Название | Flavor of the Month |
---|---|
Автор произведения | Tori Carrington |
Жанр | Контркультура |
Серия | Mills & Boon Blaze |
Издательство | Контркультура |
Год выпуска | 0 |
isbn | 9781472028655 |
The teen draped her skinny arm over Reilly’s shoulders and gave a squeeze. Reilly briefly leaned into her and smiled. “Not only did you hit it dead-on, you delivered a TKO.”
“So it sucked being…chubby, huh?”
“Yeah,” she said quietly. “It sucked being designated as the class fat girl. The occasional taunts I could handle. The pig noises I could have done without.”
“Pig noises? Oh, how rank.”
Reilly smiled. “Yeah.”
It had been a while since Reilly had thought about that time. Really thought about it. Sure, she’d constantly watched her calories lest she began to regain any of that hard-lost weight. But it had been a good, long while since she’d remembered what it was like to feel uncomfortable in your own skin.
Of course, she also realized that Efi’s question wasn’t all that had brought back the memories. For some reason her awkward exchange with Ben Kane that morning had made her feel like that fat girl all over again. She’d remembered with horror how the captain of the football team had asked her to the prom in her junior year, and she’d gushingly accepted…only to find out later that day that it had all been a cruel joke. On her.
And Ben Kane represented everything that was that football captain. He was tall and handsome and dated all the best girls in class…in the city. What could he possibly want with her? Her love life wasn’t just slow, it was nonexistent. Sure, when she’d first dropped the weight, she’d given her new body a trial run. But the men she’d dated weren’t really worth mentioning and made her rethink the casual sex thing since she wasn’t really getting anything out of it anyway. Especially once she’d explored her body while in the privacy of her own room and turned herself on more than any of the men she’d dated combined.
But Ben…
God, just looking at him made her want to buy new batteries for her vibrator.
“And that’s exactly the reason you should stay away from him,” she whispered.
“What was that, Aunt Rei?”
“Hmm? Oh, nothing, Ef. I was just talking to myself.”
Out front a horn blared.
“That would be your sister,” Reilly said with relief.
“Right on time.” She kissed Reilly on the cheek. “You sure you don’t want me to stay and help finish this up?
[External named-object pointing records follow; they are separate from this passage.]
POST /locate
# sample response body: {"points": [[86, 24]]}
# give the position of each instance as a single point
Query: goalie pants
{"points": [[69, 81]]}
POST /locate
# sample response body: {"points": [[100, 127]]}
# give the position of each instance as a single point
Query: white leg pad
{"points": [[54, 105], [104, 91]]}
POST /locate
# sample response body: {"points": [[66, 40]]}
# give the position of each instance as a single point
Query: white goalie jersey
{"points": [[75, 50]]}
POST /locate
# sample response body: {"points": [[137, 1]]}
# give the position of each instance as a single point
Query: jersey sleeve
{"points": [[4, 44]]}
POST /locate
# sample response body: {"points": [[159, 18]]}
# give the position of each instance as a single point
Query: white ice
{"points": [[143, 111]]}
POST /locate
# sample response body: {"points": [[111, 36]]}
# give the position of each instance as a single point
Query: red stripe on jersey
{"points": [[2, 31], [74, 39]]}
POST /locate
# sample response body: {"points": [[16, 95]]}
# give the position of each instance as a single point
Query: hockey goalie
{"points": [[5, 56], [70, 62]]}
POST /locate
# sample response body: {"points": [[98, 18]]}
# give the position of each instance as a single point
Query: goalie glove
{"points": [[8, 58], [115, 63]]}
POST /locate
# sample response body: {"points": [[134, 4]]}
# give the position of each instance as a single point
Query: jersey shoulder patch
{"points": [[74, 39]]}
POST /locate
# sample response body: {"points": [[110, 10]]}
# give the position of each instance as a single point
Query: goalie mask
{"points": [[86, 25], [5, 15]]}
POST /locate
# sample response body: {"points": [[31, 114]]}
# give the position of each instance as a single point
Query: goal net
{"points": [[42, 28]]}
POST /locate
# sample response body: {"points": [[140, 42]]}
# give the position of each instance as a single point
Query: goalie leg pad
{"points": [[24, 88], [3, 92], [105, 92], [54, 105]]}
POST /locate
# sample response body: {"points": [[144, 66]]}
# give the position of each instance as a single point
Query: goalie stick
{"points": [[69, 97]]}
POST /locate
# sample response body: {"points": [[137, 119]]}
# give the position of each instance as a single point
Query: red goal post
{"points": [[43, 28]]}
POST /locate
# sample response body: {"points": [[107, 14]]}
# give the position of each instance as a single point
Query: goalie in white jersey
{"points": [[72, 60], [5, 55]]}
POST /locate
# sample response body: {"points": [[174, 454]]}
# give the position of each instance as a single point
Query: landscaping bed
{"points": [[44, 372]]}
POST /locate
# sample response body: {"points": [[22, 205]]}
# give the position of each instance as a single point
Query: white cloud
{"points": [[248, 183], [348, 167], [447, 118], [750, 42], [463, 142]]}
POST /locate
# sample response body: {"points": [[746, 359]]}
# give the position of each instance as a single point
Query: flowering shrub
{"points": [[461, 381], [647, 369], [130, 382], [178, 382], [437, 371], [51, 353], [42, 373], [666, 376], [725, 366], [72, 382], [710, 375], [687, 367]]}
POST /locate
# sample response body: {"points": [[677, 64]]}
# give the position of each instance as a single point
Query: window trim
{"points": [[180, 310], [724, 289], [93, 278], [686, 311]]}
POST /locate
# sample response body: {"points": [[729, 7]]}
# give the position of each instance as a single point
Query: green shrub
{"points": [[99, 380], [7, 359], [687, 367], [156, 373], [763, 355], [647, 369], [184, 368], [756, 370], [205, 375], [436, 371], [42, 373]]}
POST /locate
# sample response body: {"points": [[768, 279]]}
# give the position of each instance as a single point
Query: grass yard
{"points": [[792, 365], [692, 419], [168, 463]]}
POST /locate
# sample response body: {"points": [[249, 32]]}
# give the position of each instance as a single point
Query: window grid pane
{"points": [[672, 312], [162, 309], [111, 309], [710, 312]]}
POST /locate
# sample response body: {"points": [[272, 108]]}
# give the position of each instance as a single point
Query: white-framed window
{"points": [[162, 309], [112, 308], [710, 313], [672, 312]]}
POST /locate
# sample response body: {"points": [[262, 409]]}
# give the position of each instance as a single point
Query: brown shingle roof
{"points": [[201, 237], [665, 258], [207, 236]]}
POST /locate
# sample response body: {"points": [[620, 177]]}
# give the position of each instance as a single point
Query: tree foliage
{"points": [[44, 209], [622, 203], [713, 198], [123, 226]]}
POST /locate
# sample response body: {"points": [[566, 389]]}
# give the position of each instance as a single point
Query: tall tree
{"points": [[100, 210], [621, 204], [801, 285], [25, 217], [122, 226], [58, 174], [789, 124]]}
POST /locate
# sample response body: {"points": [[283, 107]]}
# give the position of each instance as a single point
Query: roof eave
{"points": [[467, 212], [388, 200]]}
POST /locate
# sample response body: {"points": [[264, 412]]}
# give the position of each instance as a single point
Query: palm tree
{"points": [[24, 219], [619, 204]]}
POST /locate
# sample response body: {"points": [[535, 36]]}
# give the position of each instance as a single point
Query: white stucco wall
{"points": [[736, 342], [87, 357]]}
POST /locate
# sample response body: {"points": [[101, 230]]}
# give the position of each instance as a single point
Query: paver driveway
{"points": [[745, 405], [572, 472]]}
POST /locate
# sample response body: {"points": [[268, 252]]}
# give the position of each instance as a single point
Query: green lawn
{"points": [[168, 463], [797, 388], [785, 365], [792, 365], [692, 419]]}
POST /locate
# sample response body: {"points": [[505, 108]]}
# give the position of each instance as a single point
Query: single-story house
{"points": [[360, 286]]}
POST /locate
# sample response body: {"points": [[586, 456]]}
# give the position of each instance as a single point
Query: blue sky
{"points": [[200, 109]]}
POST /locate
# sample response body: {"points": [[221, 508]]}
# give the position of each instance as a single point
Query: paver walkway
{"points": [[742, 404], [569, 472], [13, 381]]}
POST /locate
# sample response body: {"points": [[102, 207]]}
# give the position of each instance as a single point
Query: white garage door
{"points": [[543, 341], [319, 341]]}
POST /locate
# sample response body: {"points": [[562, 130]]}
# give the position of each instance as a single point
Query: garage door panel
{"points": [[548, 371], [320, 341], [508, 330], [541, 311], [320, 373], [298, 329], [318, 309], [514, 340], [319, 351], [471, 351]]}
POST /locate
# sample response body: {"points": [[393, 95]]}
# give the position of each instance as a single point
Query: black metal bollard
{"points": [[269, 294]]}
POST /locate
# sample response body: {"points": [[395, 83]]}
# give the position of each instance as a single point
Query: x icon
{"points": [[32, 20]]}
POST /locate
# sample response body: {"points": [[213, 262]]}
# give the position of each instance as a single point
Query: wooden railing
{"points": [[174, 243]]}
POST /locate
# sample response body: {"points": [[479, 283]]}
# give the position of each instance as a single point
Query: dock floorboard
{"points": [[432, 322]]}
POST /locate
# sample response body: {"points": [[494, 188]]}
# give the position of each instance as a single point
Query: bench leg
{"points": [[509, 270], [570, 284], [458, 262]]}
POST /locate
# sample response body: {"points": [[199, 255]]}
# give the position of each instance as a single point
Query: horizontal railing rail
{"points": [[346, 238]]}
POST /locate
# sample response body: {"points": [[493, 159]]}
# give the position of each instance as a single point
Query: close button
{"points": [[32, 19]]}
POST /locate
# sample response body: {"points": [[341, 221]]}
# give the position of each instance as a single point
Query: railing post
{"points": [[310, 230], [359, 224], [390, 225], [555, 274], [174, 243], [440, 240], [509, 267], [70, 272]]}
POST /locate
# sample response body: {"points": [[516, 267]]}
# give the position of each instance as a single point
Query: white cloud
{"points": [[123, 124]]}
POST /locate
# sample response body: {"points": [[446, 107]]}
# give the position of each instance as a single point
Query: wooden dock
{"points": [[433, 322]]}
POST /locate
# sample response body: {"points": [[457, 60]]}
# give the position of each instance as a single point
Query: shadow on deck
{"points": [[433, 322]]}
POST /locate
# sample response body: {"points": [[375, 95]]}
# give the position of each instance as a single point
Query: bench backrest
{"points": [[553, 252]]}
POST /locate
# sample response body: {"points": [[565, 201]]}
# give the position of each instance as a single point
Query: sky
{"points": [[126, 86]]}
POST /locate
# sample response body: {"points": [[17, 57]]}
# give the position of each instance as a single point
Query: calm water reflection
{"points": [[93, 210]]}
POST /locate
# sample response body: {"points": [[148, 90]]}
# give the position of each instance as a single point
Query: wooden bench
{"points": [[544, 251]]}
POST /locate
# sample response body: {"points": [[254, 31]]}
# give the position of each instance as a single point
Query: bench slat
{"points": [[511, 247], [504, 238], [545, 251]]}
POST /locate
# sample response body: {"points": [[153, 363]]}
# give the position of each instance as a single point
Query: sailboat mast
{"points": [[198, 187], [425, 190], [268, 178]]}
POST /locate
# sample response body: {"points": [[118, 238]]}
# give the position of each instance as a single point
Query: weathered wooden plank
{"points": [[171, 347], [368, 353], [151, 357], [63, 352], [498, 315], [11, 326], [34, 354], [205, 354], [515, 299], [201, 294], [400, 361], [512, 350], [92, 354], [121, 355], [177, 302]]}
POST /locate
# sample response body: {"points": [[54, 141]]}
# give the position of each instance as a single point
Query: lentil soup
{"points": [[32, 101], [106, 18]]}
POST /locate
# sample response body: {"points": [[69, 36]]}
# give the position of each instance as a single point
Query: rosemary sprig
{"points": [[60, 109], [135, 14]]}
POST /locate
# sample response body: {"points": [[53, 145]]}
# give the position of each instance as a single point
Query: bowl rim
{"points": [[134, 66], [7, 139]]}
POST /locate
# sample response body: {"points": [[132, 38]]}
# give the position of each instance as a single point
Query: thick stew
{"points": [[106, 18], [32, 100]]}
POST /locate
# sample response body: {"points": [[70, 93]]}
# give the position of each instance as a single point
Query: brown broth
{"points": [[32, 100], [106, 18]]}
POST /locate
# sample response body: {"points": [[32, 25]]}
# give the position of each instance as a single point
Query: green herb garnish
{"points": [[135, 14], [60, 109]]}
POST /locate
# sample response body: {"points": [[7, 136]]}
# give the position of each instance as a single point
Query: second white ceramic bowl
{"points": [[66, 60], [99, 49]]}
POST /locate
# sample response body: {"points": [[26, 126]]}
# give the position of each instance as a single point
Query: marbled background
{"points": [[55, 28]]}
I could crash upstairs with you tonight.”
Reilly smiled. “Thanks, but I think I can manage. Tell your Mom thanks from me.”
“Thanks for what?”
“For talking about my Chubby Chuddy days.”
Efi laughed. “I will.”
She watched her niece go, pinching off a sloppy end from one of the strips of dough. Then she systematically transferred the lined baking sheets to the industrial-size refrigerator, her mind going over everything that had happened that day, and wandering, as it had almost every five minutes, back to Ben Kane and his tempting offer.
“Get real, Chubby Chuddy. Ben Kane is a calorie-packed double, double chocolate cheesecake and you’re on a diet.”
But nothing she said could stop her from hungering for him anyway.
3
MIDNIGHT. BEN’S RESTAURANT was closed. The infamous L.A. traffic had slowed to a trickle. The city’s residential streets were deserted. And Sugar ’n’ Spice still looked inviting, even with the lights dimmed and the tables empty.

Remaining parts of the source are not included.